On another note, is it normal for a pump to take a while to not have air in the pump basket area and the Sand Filter every time it starts up?
 
On another note, is it normal for a pump to take a while to not have air in the pump basket area and the Sand Filter every time it starts up?
No. That sounds like you have a leak somewhere letting the system drain out when the pump is off.
 
If you have 1.5" plumbing, then that would be about right. For 2" plumbing, the flow rate is a bit on the low side (pressure on the high side). Are you sure all the plumbing is 2"? How many returns to the pool and what size are the eyeballs? Are there any check valves in the plumbing?

Mark, sg’s high rpm numbers (75 gpm) do seem more consistent with 1.5” equivalent numbers...if it were my system I would be most concerned with the low numbers: 1725rpm and getting only 15-20gpm. Isn’t that flow rate “on the edge” for many SWGs/skimmers being consistently operational? ...which in turn would push his minimum rpm run requirements up even higher (1800/1900+ ??).
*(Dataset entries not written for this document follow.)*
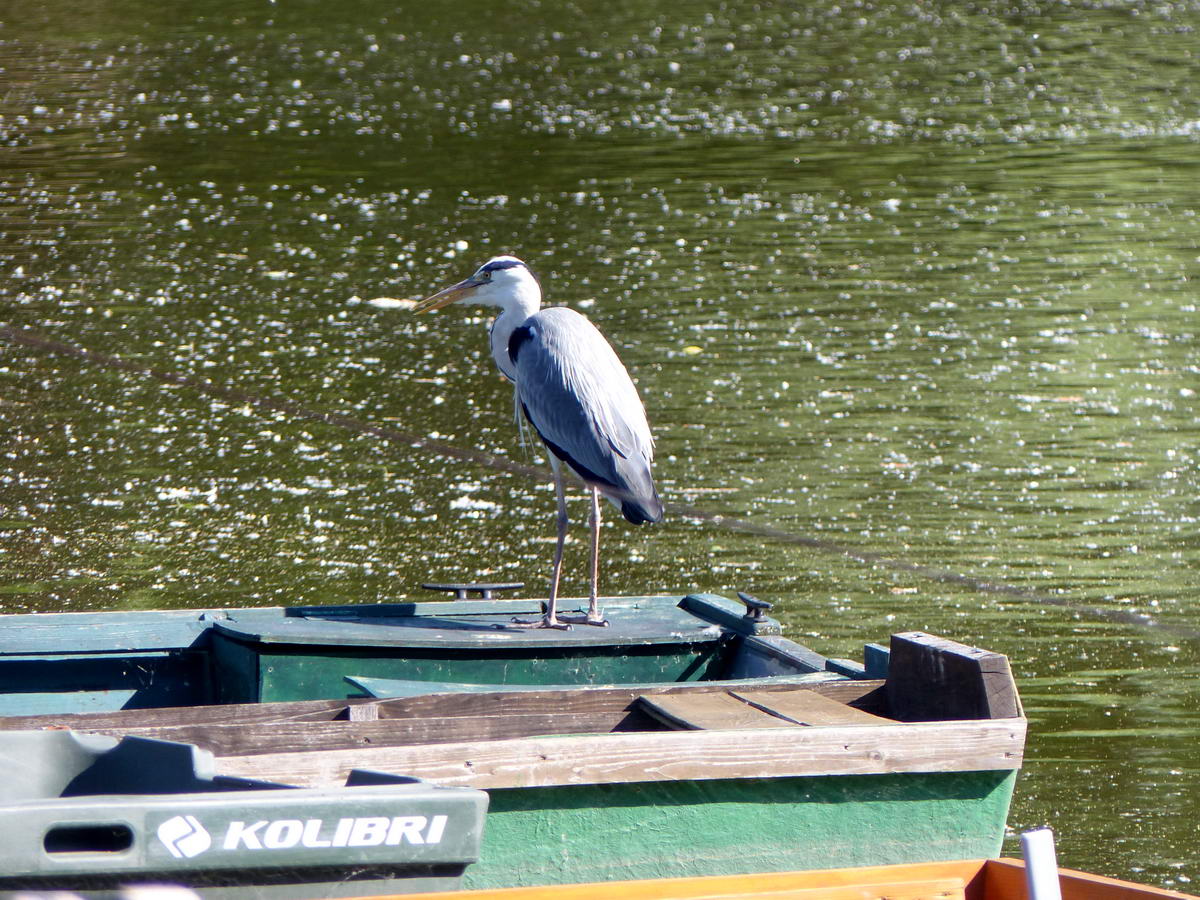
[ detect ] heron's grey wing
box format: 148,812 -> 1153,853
510,307 -> 661,521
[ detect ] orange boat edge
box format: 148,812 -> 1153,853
340,859 -> 1200,900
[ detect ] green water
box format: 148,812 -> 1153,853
0,0 -> 1200,889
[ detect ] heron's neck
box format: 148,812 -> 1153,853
490,292 -> 541,382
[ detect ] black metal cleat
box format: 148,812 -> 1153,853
738,590 -> 772,622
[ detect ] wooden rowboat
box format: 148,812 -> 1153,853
340,859 -> 1198,900
0,594 -> 864,715
0,616 -> 1026,889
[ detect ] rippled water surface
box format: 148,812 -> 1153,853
0,0 -> 1200,888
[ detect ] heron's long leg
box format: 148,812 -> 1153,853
559,487 -> 608,625
512,454 -> 570,629
545,454 -> 568,628
588,485 -> 600,622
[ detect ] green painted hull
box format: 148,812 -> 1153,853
463,769 -> 1016,889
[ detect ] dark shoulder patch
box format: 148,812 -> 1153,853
509,325 -> 533,366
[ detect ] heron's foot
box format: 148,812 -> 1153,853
509,616 -> 571,631
558,611 -> 608,628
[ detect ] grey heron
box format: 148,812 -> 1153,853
413,256 -> 662,628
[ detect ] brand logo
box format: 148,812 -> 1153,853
158,815 -> 449,859
158,816 -> 212,859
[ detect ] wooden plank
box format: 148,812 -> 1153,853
340,859 -> 993,900
637,694 -> 796,730
49,713 -> 648,756
0,680 -> 883,731
0,700 -> 350,731
217,719 -> 1025,787
887,631 -> 1021,722
730,690 -> 895,725
983,859 -> 1195,900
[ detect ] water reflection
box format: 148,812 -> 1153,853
0,0 -> 1200,883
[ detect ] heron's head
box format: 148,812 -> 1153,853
413,257 -> 541,312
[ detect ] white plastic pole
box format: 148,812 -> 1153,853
1021,828 -> 1062,900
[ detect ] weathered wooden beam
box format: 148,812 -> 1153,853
0,680 -> 883,733
37,707 -> 655,756
887,631 -> 1021,722
217,719 -> 1025,788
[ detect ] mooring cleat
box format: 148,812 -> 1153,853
509,617 -> 571,631
558,612 -> 608,628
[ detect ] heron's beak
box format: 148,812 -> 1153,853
413,278 -> 484,312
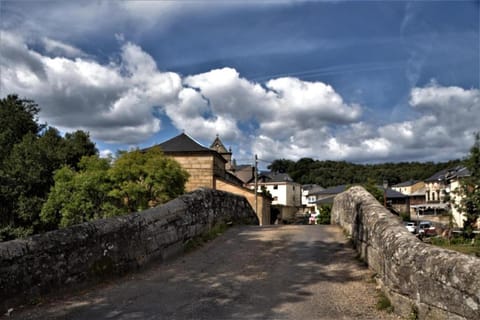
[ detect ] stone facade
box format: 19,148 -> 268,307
215,180 -> 271,226
172,155 -> 221,192
332,187 -> 480,319
0,189 -> 258,314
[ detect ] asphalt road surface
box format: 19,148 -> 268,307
10,225 -> 398,320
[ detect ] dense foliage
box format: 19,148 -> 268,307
0,95 -> 97,241
456,133 -> 480,238
41,148 -> 188,228
268,158 -> 461,188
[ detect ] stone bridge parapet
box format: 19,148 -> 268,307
0,189 -> 258,314
331,186 -> 480,319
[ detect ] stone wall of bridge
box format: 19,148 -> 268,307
332,187 -> 480,319
0,189 -> 258,314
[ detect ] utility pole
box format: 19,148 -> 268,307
253,154 -> 258,216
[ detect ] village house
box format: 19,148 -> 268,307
247,172 -> 302,221
410,166 -> 470,228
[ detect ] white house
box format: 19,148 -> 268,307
248,172 -> 302,220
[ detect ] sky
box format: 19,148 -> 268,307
0,0 -> 480,164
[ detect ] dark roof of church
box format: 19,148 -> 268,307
157,133 -> 211,152
210,134 -> 231,153
147,133 -> 226,161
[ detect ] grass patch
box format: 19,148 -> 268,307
183,223 -> 229,252
376,291 -> 393,313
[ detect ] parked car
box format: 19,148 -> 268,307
405,222 -> 417,233
417,221 -> 437,236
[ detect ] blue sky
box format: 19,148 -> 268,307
0,0 -> 480,163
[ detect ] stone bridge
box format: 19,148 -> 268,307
0,188 -> 480,319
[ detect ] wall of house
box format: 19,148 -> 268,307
215,179 -> 271,226
450,180 -> 465,228
0,189 -> 258,314
259,182 -> 302,207
172,155 -> 215,192
332,186 -> 480,319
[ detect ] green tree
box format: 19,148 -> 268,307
63,130 -> 98,168
363,178 -> 384,204
110,148 -> 188,212
267,159 -> 295,173
0,95 -> 44,163
456,133 -> 480,238
0,95 -> 97,241
40,155 -> 113,229
41,148 -> 188,229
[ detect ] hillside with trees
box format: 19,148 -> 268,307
268,158 -> 462,188
0,95 -> 97,241
0,95 -> 188,241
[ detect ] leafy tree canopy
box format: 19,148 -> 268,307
269,158 -> 461,188
41,148 -> 188,228
0,95 -> 97,241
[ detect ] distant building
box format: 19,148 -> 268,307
248,172 -> 302,220
411,166 -> 470,228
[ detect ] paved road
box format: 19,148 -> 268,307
13,225 -> 402,320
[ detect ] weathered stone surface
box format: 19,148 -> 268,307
0,189 -> 258,314
332,187 -> 480,319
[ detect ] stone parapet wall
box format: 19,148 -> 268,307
0,189 -> 258,314
332,187 -> 480,319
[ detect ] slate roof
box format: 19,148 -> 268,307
304,185 -> 325,195
146,133 -> 226,162
393,180 -> 418,188
258,171 -> 294,183
210,134 -> 231,153
316,184 -> 347,194
379,186 -> 408,199
425,166 -> 470,182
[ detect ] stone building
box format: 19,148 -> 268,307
148,133 -> 270,225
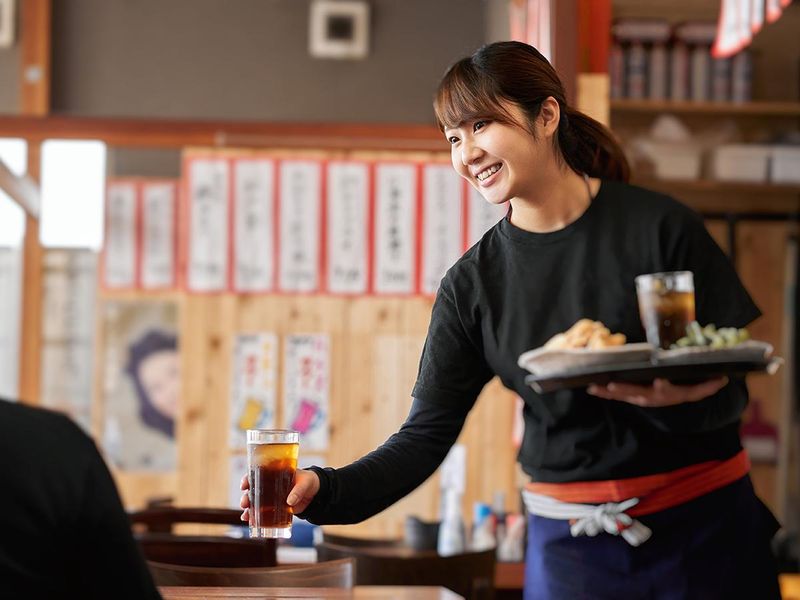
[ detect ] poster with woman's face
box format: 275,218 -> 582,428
102,301 -> 181,471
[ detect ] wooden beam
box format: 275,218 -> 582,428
18,0 -> 52,404
20,0 -> 52,115
0,159 -> 40,219
550,0 -> 578,106
0,116 -> 448,152
19,143 -> 44,404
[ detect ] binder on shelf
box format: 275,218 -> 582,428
139,180 -> 178,290
372,162 -> 420,295
278,159 -> 323,293
102,178 -> 178,290
420,163 -> 464,295
325,161 -> 373,294
102,180 -> 139,290
612,19 -> 671,100
232,157 -> 277,293
184,156 -> 232,292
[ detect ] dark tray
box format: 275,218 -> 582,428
525,358 -> 780,394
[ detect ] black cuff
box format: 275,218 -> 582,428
296,465 -> 333,524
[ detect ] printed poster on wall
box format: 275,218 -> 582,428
373,163 -> 417,294
279,160 -> 322,292
141,181 -> 177,289
467,186 -> 508,248
283,334 -> 330,451
103,181 -> 136,289
187,158 -> 230,292
421,165 -> 464,294
327,162 -> 369,294
233,159 -> 275,292
100,301 -> 181,471
230,333 -> 278,448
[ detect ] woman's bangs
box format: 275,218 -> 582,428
434,64 -> 505,131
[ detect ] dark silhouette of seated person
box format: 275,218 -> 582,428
0,400 -> 161,600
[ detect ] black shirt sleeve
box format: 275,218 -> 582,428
297,399 -> 474,525
644,205 -> 761,433
411,280 -> 494,406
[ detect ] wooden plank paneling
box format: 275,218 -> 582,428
20,0 -> 52,116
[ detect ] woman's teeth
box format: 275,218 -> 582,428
478,163 -> 503,181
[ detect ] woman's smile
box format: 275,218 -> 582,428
475,163 -> 503,187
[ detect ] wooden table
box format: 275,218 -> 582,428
158,585 -> 463,600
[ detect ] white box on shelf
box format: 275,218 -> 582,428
769,146 -> 800,183
648,142 -> 701,180
711,144 -> 772,183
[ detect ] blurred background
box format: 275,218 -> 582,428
0,0 -> 800,584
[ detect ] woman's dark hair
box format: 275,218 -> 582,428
433,42 -> 630,181
125,329 -> 178,437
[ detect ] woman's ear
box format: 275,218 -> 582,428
538,96 -> 561,137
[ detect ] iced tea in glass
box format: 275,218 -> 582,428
636,271 -> 695,350
247,429 -> 300,538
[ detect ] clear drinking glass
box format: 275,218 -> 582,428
635,271 -> 695,350
247,429 -> 300,538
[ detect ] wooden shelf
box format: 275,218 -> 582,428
632,178 -> 800,218
611,100 -> 800,117
98,289 -> 181,302
0,115 -> 450,153
633,178 -> 800,196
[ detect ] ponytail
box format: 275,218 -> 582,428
555,106 -> 630,182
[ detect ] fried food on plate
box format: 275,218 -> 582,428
544,319 -> 626,350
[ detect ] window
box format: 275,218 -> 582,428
40,140 -> 106,250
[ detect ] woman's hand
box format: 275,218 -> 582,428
586,377 -> 728,408
239,469 -> 319,521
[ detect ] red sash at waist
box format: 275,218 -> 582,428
525,450 -> 750,517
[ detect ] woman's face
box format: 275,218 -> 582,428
444,104 -> 546,204
139,350 -> 181,419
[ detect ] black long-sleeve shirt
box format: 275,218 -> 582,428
301,181 -> 760,523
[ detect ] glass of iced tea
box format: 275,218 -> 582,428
247,429 -> 300,538
636,271 -> 695,350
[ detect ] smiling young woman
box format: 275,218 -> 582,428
242,42 -> 780,600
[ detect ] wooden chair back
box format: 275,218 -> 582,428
128,505 -> 245,533
317,542 -> 495,600
322,529 -> 403,548
147,558 -> 355,588
135,533 -> 277,567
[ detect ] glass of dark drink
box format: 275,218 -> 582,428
247,429 -> 300,538
636,271 -> 695,350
It seems higher than the requirement of most posters in the forum...at least that I have noticed.

sg, glad you found and fixed one issue with your psi gauges...we still know almost nothing about your system: no specs, no pictures. If you are continuing your “investigation”, you currently have a few of the most experienced eyes in the forum (I am definitely not one of them, haha). They have all helped me many times in the past...good luck.